My thoughts are sad and dark!—
I lament the forest where I loved to roam,
The secret corries, the haunt of hinds,
Where often I watched them on the hill!

Corrie-Garave! O that I was within thy bosom
Scuir-na-Làpaich of steeps, with thy shelter,
Where feed the herds which never seek for stalls,
But whose skin gleams red in the sunshine of the hills.

Great was my love in youth, and strong my desire,
Towards the bounding herds;
But now, broken, and weak, and hopeless,
Their remembrance wounds my heart.

To linger in the laich[24] I mourn,
My thoughts are ever in the hills;
For there my childhood and my youth was nursed—
The moss and the craig in the morning breeze was my delight.

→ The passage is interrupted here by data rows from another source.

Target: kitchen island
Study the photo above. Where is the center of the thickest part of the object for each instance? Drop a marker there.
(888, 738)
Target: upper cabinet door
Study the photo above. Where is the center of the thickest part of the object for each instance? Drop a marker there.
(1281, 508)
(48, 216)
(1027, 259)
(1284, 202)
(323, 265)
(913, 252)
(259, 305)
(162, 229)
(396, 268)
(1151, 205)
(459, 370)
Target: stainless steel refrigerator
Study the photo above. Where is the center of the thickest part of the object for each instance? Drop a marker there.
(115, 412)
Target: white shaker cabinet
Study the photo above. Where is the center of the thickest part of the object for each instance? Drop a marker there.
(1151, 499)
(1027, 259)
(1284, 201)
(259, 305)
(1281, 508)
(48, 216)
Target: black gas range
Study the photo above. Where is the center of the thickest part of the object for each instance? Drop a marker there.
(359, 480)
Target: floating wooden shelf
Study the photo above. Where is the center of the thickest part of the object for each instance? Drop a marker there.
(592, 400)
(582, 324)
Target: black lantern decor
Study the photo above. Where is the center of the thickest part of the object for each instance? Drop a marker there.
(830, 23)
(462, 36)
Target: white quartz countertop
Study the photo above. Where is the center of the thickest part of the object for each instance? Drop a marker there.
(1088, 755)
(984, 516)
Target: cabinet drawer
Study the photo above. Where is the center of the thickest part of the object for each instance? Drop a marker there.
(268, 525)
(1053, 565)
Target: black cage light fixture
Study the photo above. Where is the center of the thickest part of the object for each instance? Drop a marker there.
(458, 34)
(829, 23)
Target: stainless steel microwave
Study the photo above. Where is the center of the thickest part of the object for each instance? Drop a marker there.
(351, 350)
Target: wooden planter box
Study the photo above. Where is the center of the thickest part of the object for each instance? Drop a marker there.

Then was I happy in my life,
When the voices of the hill sung sweetly;
More sweet to me, than any string,
It soothed my sorrow or rejoiced my heart.

My thoughts wandered to no other land
Beyond the hill of the forest, the shealings of the deer,
Where the nimble herds ascended the hill,—
As I lay in my plaid on the dewy bed.

The sheltering hollows, where I crept towards the hart,
On the pastures of the glen, or in the forest wilds—
And if once more I may see them as of old,
How will my heart bound to watch again the pass!

Great was my joy to ascend the hills
In the cause of the noble chief,
Mac Shimé of the piercing eye—never to fail at need,
With all his brave Frasers, gathered beneath his banner.

When they told of his approach, with all his ready arms,
My heart bounded for the chase—
On the rugged steep, on the broken hill,
By hollow, and ridge, many were the red stags which he laid low.

He is the pride of hunters; my trust was in his gun,
When the sound of its shot rung in my ear,
The grey ball launched in flashing fire,
And the dun stag fell in the rushing speed of his course.